Europa-Aktien verlieren Schwung - Barclays bleibt trotzdem zuversichtlich


Die bessere Entwicklung europäischer Aktien ist angesichts steigender Ölpreise, höherer Zinsen und politischer Störgeräusche ins Stocken geraten. Strategen von Barclays sehen das zugrunde liegende Wachstum jedoch weiterhin auf solider Basis.

Europäische Aktien liegen seit Jahresbeginn rund 10 % im Plus und damit nicht weit hinter den USA. Die Outperformance vom Frühsommer sei jedoch „angesichts neuen Drucks durch steigende Energiepreise, höhere Zinsen und politische Störgeräusche in Frankreich und Deutschland“ zum Stillstand gekommen, schrieben die von Emmanuel Cau geführten Strategen in einer Mitteilung.
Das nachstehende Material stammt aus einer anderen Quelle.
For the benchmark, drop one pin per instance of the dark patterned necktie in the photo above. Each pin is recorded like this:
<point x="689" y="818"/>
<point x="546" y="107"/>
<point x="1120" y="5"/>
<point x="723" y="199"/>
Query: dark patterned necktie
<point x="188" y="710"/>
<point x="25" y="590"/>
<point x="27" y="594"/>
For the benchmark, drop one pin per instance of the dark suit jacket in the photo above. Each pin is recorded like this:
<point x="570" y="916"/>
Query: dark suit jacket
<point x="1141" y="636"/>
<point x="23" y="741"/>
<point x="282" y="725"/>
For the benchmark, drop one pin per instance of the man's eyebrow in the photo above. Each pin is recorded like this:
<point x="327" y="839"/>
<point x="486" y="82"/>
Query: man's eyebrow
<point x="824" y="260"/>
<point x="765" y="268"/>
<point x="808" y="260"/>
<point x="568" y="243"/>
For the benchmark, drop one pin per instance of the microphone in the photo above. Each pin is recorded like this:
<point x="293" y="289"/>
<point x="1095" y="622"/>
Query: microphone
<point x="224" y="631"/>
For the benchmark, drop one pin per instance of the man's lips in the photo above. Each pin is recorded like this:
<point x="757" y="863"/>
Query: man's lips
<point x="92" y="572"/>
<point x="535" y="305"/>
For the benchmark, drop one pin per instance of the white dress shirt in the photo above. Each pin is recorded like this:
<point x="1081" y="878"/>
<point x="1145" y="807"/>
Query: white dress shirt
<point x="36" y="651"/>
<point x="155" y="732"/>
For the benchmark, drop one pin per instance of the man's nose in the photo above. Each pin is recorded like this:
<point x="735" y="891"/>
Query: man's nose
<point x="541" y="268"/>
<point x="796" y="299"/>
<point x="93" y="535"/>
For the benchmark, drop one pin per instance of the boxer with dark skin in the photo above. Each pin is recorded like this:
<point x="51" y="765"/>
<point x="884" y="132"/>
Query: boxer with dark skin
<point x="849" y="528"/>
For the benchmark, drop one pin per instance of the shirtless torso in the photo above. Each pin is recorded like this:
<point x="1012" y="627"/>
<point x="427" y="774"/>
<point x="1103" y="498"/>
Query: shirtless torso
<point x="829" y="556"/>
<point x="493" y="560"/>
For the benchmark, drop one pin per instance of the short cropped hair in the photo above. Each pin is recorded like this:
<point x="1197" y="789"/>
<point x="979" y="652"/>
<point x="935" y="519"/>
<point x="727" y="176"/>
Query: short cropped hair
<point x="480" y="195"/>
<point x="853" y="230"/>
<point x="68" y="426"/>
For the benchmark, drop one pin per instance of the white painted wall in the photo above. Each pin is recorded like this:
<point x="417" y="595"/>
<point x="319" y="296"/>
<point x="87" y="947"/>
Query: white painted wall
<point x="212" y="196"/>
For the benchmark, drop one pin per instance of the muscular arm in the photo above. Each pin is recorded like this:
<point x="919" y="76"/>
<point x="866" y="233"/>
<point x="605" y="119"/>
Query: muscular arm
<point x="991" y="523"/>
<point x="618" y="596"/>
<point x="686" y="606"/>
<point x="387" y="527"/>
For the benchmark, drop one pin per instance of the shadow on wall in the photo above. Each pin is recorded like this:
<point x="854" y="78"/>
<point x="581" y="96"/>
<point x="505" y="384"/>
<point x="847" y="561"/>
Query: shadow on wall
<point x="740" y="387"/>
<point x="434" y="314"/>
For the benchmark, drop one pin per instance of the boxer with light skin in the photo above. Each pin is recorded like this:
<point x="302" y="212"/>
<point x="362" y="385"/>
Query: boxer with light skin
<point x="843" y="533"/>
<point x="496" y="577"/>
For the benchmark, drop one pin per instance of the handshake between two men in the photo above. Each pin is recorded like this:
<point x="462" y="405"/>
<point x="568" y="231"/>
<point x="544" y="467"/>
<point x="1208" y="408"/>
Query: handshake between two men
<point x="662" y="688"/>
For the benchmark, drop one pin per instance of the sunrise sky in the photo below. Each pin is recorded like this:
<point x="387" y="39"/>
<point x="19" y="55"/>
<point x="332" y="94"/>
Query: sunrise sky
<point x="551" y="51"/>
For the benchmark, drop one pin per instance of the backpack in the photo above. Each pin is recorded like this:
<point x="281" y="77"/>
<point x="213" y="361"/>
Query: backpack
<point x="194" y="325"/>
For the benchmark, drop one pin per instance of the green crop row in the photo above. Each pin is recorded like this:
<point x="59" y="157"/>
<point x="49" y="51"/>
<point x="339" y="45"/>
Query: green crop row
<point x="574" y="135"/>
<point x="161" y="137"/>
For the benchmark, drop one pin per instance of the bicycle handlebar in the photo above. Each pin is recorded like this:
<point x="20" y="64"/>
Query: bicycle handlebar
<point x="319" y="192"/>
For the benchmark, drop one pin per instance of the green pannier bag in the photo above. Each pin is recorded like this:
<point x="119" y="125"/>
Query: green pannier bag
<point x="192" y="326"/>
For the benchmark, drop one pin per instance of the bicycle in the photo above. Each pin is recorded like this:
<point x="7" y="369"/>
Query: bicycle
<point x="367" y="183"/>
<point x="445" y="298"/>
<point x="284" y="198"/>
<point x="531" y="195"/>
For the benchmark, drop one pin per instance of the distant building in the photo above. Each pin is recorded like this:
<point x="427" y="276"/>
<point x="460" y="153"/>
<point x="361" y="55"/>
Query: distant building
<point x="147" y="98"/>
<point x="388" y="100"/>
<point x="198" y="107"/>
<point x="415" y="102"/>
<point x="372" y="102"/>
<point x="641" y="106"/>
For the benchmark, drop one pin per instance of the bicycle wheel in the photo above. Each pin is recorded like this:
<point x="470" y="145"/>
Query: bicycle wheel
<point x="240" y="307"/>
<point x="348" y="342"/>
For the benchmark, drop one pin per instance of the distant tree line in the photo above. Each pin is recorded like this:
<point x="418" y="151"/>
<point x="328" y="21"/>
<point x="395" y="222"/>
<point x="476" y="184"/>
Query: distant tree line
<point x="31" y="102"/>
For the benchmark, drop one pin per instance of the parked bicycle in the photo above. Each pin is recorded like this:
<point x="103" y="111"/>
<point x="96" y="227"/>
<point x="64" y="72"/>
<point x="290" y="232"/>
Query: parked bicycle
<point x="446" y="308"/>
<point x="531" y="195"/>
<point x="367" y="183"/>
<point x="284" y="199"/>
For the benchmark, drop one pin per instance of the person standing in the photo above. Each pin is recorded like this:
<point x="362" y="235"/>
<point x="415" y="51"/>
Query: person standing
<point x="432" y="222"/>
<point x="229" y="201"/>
Barclays bleibt zwischen Europa und den USA neutral positioniert. Die Bank verweist darauf, dass die Auflösung von Momentum-Positionen weitgehend abgeschlossen sei. Zugleich habe die jüngste Bodenbildung bei Big Tech den US-Märkten wieder Unterstützung verliehen.

Die Volkswirte der Bank erwarten, dass die Europäische Zentralbank die Zinsen auf ihrer Sitzung am Donnerstag zum zweiten Mal in diesem Jahr anhebt und den Leitzins auf 2,5 % bringt. Anders als im Juni wirke das Wachstumsumfeld widerstandsfähiger. Das nominale BIP-Wachstum dürfte bis 2027 über dem Trend bleiben, angeführt von Deutschland, erklärten die Strategen.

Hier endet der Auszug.